Job A Versus Job B. A Tale of Two Jobs

Let’s compare two very different jobs. For simplicity’s sake, we’ll call one Job A and the other Job B.

As you will see, these jobs have little in common with one another, but there is a tie that binds them.

Would you rather have Job A? Or Job B? Could you have the best of both worlds with a little from column A and a little from column B?

Let’s start comparing and contrasting, shall we?

 

Job A Versus Job B. A Tale of Two Jobs

 

Job A Versus Job B: Pay

 

Job A pays well. Americans working Job A earn a six-figure salary, even when working part-time.

Depending on the location and the details, Job A could pay as much as half-a-million dollars a year. Although you’ll pay plenty of taxes with an income like that, you’ll be able to save a lot, too, and financial independence can be reached in short order.

Job B doesn’t typically pay nearly as well. Most people with Job B do it as a hobby or a side hustle.

The pay for Job B might be zero or close to it. Some people earn hundreds or even thousands of dollars with Job B and it’s not unheard of to reach six-figures. A select few have been known to earn more than a million dollars a year, but that income level is reserved for a fraction of a percent of those with Job B.

 

 

job I: i am ironman

Job A Versus Job B: Benefits

 

lucidityWith Job A, you’ll likely be employed or part of a group or partnership. It’s common to be offered a benefits package, which may include subsidized or provided health insurance, a 401(k) or similar retirement plan with employer match, profit sharing contributions, and more.

With Job B, you’re on your own. Job B is typically a one-man or a one-woman show. If it grows to something more, you’ll be the boss, so you’re still on the hook for your own benefits package unless you have a more traditional job (Job C?) that provides them.

That means purchasing health care coverage, setting up your own retirement plan, and having no one to send your receipts to for reimbursement.

One bonus of Job B is that if you are making money at it, you can deduct some of those receipts as business expenses, a feature that you won’t have if employed with Job A.

 

Job A Versus Job B: Hours

 

Job A, while highly paid, is a demanding job. You can expect to start early, around 0600, and you may not get home until your family has gone to bed.

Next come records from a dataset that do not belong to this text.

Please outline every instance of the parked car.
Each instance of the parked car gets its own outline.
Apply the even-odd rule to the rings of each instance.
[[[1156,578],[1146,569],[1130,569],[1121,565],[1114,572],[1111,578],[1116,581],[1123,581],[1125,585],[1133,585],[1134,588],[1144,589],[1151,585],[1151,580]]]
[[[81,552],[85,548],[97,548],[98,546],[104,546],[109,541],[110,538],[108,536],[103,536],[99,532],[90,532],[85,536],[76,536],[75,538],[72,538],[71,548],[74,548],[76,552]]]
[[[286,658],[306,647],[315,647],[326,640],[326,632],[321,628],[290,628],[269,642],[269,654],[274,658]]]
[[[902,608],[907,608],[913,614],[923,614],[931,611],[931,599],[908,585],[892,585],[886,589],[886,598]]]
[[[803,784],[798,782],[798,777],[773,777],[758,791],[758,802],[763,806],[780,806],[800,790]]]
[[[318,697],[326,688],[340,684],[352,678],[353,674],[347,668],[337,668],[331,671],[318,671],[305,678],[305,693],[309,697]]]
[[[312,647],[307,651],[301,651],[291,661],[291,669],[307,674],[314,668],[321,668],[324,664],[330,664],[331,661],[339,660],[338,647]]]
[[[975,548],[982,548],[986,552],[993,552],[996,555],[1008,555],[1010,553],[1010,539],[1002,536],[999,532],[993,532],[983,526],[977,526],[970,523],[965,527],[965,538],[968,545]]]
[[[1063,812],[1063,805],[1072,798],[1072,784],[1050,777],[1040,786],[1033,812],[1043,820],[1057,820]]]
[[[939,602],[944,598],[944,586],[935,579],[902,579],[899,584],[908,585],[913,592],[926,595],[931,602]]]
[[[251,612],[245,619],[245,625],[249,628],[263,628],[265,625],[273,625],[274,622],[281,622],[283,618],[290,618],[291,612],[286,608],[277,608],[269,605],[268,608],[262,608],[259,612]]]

With Job A, you can expect to work holidays and weekends on a fairly regular basis. You’ll have more vacation time with Job A than with many other jobs, but you’ll earn them by working 24-hour shifts on a regular basis. For every week off, you might work two 72-hour weekends.

Job B’s hours, like the pay, can be highly variable. Some people spend a few hours a week doing it; others will spend a few hours a day. Some have made Job B their primary source of income, and they treat it more like a traditional 9-to-5 job.

Working Job B, you are your own boss, so no one tells you where to be, when, or for how long. Unlike Job A, there will be no work emergencies in the middle of the night. There is no defined vacation time, but you can take as much time off as you want.

 

Job A Versus Job B: Prestige

 

People you know will be well aware of your Job A, and you can expect to receive some level of respect and admiration from friends and family. They know that Job A is not something you just stumble into, and that you serve in a vital role.

Job B is a little different. People you know in real life might not realize you have Job B, and if they are aware of it, they probably won’t think much of it.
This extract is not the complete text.